Mussie’s predecessor, Jason Watson, took on both programs when the school inserted the beach volleyball program into its sports offerings in July of 2013, and this past season Jacquelyn Bunker served as interim beach coach, leading the program to a 12-13 record in its third season.

The Sand Devils, seeded No. 5 in the Pac-12 Championships, closed the season by beating No. 8 Oregon and then wrapping with a 5-0 loss to Arizona.

Keenan, 34, was a four-time AVCA All-American and two-time National Player of the Year at Pepperdine where he was a middle blocker from 2000-03.  He finished his career as the record holder in blocks and service aces and was inducted into the Pepperdine Hall of Fame in 2014.

After college, the  6’8″ athlete joined the AVP professional beach tour and was named Rookie of the Year in 2006, Most Improved Player in 2007, and best server for the 2014 season.

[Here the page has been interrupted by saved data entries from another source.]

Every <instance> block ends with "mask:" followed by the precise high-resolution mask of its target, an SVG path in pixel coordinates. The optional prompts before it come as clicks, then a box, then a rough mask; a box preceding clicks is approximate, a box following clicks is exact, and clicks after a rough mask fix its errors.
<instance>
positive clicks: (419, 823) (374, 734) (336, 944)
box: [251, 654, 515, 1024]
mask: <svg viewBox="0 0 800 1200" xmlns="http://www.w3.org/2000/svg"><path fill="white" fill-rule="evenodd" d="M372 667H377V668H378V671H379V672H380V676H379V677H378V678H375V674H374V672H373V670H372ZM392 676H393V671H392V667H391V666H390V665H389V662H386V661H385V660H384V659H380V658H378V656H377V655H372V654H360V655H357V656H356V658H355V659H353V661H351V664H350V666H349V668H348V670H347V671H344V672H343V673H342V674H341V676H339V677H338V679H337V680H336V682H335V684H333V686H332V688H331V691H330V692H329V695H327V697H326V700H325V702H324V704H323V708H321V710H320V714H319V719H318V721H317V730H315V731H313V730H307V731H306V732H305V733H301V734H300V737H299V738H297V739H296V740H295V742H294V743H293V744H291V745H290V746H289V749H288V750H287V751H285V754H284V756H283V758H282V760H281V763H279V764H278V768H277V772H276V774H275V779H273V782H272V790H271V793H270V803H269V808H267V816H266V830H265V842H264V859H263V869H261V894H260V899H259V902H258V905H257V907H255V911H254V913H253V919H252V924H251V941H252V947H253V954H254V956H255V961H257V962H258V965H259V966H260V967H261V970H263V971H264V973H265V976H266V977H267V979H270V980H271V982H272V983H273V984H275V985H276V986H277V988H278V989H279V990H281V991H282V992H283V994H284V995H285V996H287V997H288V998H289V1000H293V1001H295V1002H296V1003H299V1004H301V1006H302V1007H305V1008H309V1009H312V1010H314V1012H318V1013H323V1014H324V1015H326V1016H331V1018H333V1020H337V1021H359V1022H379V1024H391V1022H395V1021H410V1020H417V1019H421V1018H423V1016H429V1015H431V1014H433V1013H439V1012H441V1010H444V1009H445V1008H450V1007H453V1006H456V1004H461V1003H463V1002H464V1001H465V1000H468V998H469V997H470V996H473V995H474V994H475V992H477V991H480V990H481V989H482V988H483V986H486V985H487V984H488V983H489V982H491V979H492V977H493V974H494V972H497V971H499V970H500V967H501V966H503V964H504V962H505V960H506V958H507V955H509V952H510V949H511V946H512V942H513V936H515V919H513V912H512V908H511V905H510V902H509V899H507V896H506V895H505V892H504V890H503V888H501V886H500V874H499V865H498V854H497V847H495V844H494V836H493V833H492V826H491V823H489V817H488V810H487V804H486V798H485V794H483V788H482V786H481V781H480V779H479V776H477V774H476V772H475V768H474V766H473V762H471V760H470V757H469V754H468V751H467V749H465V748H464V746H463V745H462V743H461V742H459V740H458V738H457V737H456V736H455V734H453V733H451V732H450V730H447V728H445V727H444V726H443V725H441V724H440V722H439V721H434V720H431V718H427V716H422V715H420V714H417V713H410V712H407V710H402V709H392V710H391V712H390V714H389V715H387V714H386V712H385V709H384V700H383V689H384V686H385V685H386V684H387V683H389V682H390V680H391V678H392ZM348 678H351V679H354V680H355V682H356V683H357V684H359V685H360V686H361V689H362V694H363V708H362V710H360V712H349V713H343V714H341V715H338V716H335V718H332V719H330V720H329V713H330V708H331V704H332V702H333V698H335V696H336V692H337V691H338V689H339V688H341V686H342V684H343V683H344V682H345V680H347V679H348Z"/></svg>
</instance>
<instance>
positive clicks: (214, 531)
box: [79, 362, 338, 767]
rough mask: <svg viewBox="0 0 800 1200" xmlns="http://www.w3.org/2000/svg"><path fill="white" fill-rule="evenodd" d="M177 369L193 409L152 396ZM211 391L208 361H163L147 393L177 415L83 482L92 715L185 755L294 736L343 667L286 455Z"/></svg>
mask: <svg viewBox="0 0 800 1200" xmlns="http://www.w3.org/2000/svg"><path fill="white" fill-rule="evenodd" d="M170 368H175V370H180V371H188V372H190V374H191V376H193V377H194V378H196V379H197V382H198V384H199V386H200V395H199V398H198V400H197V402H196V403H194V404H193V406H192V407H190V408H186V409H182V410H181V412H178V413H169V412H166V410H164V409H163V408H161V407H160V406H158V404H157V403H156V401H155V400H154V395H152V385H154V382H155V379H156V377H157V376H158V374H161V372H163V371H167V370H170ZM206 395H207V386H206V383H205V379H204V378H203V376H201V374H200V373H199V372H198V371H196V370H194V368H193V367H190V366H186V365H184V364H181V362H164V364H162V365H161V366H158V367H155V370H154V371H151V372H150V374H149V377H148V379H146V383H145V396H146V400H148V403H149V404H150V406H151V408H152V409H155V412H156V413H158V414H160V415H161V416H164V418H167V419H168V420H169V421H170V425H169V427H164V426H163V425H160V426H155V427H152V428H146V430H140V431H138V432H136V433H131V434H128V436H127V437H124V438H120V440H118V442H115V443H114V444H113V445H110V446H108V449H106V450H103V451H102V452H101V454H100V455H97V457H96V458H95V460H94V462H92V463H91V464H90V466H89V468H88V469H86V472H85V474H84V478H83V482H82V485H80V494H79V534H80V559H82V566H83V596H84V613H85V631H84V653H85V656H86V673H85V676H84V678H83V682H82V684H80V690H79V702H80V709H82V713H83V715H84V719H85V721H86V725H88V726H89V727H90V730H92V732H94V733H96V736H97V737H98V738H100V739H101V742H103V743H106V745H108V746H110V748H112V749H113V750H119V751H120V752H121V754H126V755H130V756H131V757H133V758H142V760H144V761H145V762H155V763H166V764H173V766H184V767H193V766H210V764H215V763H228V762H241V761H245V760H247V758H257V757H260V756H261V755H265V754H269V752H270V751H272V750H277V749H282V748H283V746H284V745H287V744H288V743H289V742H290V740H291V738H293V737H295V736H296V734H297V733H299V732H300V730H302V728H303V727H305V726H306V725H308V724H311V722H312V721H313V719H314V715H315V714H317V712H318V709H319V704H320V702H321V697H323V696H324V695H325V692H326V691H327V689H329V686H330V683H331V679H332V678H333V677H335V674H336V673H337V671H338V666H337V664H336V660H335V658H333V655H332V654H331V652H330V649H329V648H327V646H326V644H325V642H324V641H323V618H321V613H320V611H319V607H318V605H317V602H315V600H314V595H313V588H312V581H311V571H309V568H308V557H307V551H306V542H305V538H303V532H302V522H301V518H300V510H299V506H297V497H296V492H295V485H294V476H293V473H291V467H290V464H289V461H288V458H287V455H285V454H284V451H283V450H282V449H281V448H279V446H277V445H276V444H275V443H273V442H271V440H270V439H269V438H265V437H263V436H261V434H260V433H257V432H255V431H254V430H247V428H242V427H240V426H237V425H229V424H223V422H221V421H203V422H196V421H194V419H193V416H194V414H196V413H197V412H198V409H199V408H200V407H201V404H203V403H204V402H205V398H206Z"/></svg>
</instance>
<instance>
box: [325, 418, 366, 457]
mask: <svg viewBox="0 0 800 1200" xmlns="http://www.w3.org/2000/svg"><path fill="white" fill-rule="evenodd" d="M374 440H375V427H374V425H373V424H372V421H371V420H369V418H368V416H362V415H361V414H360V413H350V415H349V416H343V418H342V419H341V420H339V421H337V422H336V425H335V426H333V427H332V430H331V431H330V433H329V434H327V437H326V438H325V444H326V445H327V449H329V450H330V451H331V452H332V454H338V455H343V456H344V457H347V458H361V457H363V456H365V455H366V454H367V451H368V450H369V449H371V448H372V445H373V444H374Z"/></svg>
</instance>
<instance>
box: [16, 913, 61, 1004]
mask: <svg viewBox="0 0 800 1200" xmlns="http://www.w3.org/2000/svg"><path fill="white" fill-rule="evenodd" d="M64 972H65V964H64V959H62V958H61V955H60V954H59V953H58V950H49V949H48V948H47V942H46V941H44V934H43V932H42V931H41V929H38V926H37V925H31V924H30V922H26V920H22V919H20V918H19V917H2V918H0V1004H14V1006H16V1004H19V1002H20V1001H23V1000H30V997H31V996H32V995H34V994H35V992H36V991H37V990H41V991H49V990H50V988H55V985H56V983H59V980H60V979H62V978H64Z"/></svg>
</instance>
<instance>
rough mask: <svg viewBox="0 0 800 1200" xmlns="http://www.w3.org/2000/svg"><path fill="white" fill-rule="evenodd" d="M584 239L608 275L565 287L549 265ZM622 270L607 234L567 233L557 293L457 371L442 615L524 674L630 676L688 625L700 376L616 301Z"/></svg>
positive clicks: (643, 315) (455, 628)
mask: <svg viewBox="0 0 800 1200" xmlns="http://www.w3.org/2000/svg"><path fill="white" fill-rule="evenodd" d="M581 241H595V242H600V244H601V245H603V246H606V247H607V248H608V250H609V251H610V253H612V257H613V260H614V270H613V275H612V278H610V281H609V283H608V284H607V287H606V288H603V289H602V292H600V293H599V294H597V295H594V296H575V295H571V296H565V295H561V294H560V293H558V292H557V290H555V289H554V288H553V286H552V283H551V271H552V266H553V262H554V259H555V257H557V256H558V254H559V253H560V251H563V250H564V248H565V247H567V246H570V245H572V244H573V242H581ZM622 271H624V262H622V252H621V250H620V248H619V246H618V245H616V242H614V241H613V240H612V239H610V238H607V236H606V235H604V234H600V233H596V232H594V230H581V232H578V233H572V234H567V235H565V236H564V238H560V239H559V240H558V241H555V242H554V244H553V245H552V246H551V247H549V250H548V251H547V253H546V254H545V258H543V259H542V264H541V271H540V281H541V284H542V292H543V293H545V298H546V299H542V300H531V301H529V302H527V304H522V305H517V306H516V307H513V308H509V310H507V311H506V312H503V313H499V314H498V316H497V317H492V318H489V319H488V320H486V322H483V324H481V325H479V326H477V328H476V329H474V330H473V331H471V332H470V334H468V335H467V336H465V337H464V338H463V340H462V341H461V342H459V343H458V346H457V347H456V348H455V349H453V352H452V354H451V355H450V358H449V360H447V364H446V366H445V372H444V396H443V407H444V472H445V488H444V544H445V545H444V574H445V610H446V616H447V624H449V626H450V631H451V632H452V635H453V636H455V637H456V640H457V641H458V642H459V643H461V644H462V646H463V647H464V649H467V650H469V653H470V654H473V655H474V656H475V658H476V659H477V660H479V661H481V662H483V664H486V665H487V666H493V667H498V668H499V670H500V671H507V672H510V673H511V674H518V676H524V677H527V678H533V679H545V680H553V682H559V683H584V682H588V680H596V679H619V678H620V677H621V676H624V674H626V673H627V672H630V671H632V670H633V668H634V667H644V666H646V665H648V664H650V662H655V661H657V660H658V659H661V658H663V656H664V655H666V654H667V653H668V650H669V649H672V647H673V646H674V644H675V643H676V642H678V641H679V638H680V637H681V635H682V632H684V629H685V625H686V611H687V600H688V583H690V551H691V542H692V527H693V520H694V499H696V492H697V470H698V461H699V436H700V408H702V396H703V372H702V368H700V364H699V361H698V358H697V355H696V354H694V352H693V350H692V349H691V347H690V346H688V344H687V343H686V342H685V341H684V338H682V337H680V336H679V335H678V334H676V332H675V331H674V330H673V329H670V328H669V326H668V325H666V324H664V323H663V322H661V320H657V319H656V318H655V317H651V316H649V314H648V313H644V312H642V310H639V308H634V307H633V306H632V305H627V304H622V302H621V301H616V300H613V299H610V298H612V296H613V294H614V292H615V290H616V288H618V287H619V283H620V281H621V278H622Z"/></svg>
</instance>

His coaching experience has been limited to one season as a graduate assistant coach at Corcordia University in 2015 and numerous volunteer coaching roles, most notably as a volunteer coach with the USA women’s national team.

Mussie was obviously impressed with his experience: “His volleyball resume has more than prepared him to lead our beach program. Throughout the interview process, his name kept coming up, and people at the highest levels of volleyball across the country spoke very highly of him and his abilities.”

Keenan’s first order of business will likely be recruiting.  There were already four Pac-12 teams that had established a sand program before ASU signed on, and got a jump on recruiting for the new sport.  And that doesn’t include Arizona, which committed to adding the program six months ahead of the Sun Devils.

UofA took an aggressive approach to the program, building a four-court layout with beach-quality sand that is 18 inches deep, across the street from McKale Center. ASU announced plans for adding on-campus courts, but has been using the courts at the PERA Club, a private club for Salt River Project employees and their families, conveniently located a few miles north of the main campus in Tempe.

The sport exploded in popularity following the last Olympic Games when beach volleyball got a lot of media attention.  The difference between the indoor and sand programs are minimal.  In the sand game, the courts are smaller and the ball is bigger and lighter.  Scoring is based on a best-of-three format instead of the standard five sets in the indoor game, and there are five two-player teams that are ranked by ability.

Bianca Arellano and Whitney Follette, a junior duo, finished the 2016 season with 18 wins, the most in the short history of the program, and Frances Giedraitis became the second player in program history to record more than 20 career wins.

Arellano and Giedraitis were recruited out of the local talent pool, Arellano coming from Xavier Prep in Phoenix and Giedraitis growing up in Tucson.